Bis erste Ergebnisse vorliegen, werde es mehrere Wochen dauern. Am Samstag waren die beiden Flugzeuge in der Luft kollidiert. Eins davon stürzte auf eine Kuhweide, drei Männer aus Nordrhein-Westfalen kamen ums Leben. Der Pilot der anderen Maschine konnte auf dem Flugplatz Bremerhaven-Luneort notlanden.
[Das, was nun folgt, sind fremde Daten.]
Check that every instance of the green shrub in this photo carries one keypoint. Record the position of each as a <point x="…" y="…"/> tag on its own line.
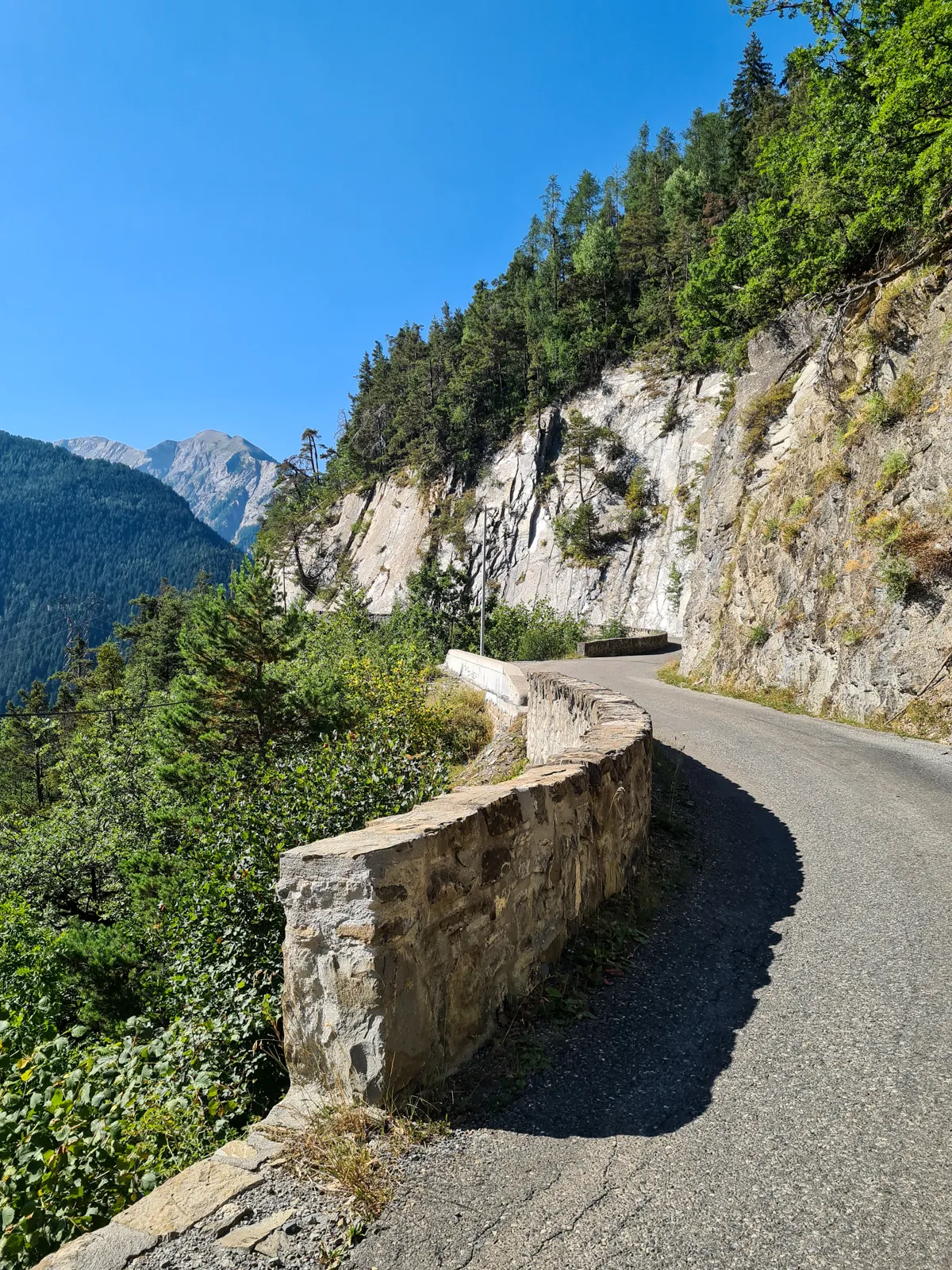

Die Experten von der Bundesstelle wollen den 40-Jährigen nun befragen. Außerdem werden sie das Wrack und die Trümmerteile an der Unfallstelle in Hagen im Kreis Cuxhaven begutachten. Eine Frage werde dabei sein, ob die Kleinflugzeuge ein Frühwarnsystem für Zusammenstöße an Bord gehabt hätten, sagte der BFU-Sprecher. Dieses sei in Kleinflugzeugen jedoch keine Pflicht.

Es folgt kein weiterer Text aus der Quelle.